Prof. Dr. Doğan Yaşar, Halkapınar Deresi yanında yaptığı açıklamada, İzmir Körfezi'nde kronikleşmiş bir koku ve kirlilik sorunu olduğunu söyledi.
Kokunun yanı sıra deniz marullarının 6 ay arayla yeniden körfez yüzeyinde görülmeye başladığını belirten Yaşar, "Bunlar, denizin rahatsız olduğunu ve kirlendiğini gösteren parametreler. Şu anda çok ciddi bir koku var. İzmir gibi biyolojik arıtma açısından Türkiye'nin en önemli kentlerinden biri olan kentte hala derelere arıtılmadan bırakılan sular denize ulaşıyor." dedi.
'Fabrika atıkları takip edilmeli'
Yaşar, İzmir Büyükşehir Belediyesinin körfezde oluşan koku ve kirliliğin giderilmesi konusunda teknik hatalar yaptığını savundu.
Dere yataklarının betonlanmasının en önemli hatalardan biri olduğunu ileri süren Yaşar, şunları kaydetti:
"Derelere atılan beton, suyun toprakla ilişkisini kesiyor, tabandan gelen canlıların suyla olan ilişkisi kesildiği için inanılmaz bir koku başlıyor. Kokunun asıl nedeni bu. Bu, damarların betonlanması gibi bir şey. Ama ısrarla betonlamaya devam ediyorlar. İlk günden bu yana 'Betonlamayın, kokar.' diyorum. İzmir Büyükşehir Belediyesinin sanırım bu konulardaki danışmanları çok yetersiz. Önce betonları kırsınlar, toprakla suyu bir buluştursunlar."

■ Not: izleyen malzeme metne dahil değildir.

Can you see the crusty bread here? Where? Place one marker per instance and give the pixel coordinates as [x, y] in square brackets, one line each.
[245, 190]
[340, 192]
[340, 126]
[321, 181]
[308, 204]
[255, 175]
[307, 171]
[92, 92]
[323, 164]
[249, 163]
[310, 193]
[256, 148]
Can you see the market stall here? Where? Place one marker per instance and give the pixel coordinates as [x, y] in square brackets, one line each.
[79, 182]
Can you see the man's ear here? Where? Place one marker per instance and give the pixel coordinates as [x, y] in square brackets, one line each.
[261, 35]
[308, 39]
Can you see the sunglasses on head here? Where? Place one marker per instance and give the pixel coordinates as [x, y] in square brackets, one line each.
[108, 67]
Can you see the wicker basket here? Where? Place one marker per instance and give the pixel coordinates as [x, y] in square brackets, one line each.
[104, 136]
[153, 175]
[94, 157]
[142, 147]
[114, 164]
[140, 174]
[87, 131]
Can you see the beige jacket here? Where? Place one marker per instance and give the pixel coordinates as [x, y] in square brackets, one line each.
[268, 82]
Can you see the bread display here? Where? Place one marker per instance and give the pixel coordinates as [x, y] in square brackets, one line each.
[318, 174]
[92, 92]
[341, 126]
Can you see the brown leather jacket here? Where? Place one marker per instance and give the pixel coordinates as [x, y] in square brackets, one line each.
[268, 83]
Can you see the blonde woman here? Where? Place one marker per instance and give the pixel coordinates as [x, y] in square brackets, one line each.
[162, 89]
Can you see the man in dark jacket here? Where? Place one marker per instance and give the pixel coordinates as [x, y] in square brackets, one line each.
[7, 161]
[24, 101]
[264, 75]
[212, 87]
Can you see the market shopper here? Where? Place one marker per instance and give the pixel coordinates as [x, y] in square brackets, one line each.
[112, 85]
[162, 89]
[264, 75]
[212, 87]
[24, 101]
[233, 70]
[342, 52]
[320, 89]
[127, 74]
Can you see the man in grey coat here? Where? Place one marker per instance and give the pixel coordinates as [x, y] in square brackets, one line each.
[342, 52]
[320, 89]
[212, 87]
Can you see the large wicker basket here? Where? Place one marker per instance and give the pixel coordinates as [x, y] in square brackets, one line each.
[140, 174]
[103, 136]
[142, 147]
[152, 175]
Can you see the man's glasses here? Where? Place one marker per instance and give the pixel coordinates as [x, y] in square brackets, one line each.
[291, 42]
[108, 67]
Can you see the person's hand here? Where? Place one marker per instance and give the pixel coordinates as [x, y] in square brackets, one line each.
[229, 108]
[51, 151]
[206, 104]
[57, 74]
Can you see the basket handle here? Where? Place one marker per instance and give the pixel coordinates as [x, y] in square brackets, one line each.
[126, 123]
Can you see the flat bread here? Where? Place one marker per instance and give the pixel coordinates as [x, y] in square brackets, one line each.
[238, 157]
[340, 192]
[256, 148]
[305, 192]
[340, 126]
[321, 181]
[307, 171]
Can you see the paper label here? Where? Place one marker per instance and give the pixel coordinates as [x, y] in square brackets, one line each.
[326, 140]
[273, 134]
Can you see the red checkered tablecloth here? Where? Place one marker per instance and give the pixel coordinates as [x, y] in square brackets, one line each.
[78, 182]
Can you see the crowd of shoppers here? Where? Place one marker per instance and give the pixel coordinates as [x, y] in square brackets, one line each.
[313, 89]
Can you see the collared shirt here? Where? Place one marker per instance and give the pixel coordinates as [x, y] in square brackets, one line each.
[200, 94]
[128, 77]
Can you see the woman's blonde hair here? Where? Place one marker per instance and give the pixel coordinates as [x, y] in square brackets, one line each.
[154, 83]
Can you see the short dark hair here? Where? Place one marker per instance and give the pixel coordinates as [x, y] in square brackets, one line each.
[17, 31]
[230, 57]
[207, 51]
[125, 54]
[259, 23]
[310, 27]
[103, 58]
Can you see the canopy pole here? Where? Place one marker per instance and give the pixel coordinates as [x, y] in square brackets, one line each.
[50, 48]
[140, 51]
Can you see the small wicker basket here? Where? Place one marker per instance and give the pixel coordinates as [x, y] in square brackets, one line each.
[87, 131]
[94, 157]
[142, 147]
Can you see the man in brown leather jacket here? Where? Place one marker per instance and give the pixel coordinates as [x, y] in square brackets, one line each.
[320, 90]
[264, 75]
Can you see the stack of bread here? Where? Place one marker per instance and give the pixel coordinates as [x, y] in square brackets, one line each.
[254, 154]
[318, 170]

Kokuyu önlemek için denize kireç atılmasının akıllıca bir çözüm olmadığını, arıtmaya öncelik verilmesi gerektiğini dile getiren Yaşar, bu konuda evsel atıkların yanında fabrika atıklarının da arıtılmasının sıkı şekilde takip edilmesi gerektiğini aktardı.
'33 yıl sonra dahi yüzemezsiniz'
İzmir Büyükşehir Belediye Başkanı Tunç Soyer'in 3 yıl önce göreve geldiğinde 3 yıl sonra İzmir Körfezi'nde yüzme hedefi koyduğunu hatırlatan Yaşar, "Değil yüzmek, kokudan durulmuyor. Başkan'ın dediği gibi 3 yıl sonra değil, 33 yıl sonra dahi bu körfezde yüzemezsiniz. Bilimi kullanmadıktan sonra yapacak bir şey yok. Bu kokuyu, deniz marullarını çekeceğiz." diye konuştu.

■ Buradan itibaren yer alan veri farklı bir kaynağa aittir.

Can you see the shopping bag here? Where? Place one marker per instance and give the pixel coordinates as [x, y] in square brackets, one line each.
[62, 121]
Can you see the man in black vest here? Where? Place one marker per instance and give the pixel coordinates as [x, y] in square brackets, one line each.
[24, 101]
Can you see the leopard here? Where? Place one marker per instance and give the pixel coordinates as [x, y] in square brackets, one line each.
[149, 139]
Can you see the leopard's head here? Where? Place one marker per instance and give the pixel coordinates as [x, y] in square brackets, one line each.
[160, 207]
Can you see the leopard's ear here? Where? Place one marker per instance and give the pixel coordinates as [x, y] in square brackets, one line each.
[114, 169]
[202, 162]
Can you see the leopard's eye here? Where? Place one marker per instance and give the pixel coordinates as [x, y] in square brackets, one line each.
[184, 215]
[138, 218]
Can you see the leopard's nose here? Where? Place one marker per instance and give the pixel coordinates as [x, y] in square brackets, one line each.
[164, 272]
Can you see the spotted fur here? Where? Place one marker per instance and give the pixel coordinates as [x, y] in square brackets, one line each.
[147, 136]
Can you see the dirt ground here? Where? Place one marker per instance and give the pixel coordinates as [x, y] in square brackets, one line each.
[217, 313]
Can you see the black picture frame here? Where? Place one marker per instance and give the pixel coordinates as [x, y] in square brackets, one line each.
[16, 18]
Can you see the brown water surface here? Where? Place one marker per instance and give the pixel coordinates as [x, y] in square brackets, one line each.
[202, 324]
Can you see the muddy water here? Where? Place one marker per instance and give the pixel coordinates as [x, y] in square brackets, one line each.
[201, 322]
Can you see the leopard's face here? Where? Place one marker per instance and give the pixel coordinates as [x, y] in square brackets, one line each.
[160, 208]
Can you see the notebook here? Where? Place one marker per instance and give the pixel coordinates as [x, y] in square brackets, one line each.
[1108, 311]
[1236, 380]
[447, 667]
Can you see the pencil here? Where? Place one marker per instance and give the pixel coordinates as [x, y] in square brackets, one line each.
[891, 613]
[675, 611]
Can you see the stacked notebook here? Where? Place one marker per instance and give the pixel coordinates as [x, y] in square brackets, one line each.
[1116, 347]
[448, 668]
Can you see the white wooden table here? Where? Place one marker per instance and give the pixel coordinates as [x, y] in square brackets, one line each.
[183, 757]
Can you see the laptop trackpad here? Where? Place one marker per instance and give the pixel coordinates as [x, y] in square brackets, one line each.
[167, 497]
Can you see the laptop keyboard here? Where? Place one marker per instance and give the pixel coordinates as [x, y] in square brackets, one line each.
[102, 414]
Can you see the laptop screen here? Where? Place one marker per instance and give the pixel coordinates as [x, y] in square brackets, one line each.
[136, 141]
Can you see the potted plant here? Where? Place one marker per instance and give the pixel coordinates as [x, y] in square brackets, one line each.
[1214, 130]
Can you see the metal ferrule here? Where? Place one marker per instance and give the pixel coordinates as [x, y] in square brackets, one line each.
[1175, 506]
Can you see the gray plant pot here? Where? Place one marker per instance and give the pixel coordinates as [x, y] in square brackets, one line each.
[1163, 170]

Prof. Dr. Doğan Yaşar, Gediz Nehri'nin İzmir Körfezi'ni kirletmediğini, bu nehirden denize akan suyun kuzeye çıktığını, körfeze etki etmediğini de öne sürdü.
Kireçlenip döküm alanına götürülüyor
İzmir Büyükşehir Belediyesinden yapılan açıklamada ise kokunun dere yataklarının beton olup olmamasıyla ilgisinin olmadığı savunuldu.
Açıklamada, "Kış aylarında etkili olan yağışların getirdiği çamur ve rüsubat Arap ve Melez derelerinin döküldüğü yerde deniz kotunun altında birikiyor. Kokuya neden olabilen çamur kireçlenip sudan arındırılarak döküm alanlarına götürülüyor." denildi.
Açıklamada derelerin tabanının toprak olması halinde de kokuya neden olan bu çamurun birikebileceği ifade edilerek, çalışmanın Ramazan Bayramı'ndan sonra tamamlanacağı kaydedildi.
Kötü kokuya tepki
Körfezdeki kötü koku, vatandaşların da tepkisine neden oluyor.
Halkapınar semtinde çalışan Cemre Karataş, körfezden gelen kokunun sıcaklıklarla birlikte arttığını belirterek, "Maskeyle duruyorum. Biraz önce çıkardım ama koku rahatsız etti. Yeniden takmak zorunda kaldım. Koku sorununu çözsünler." dedi.
Müjdat Türkkan ise 60 yaşında olduğunu, körfezin sürekli koktuğunu, kenti yönetenlerin koku sorununu çözmesi gerektiğini söyledi.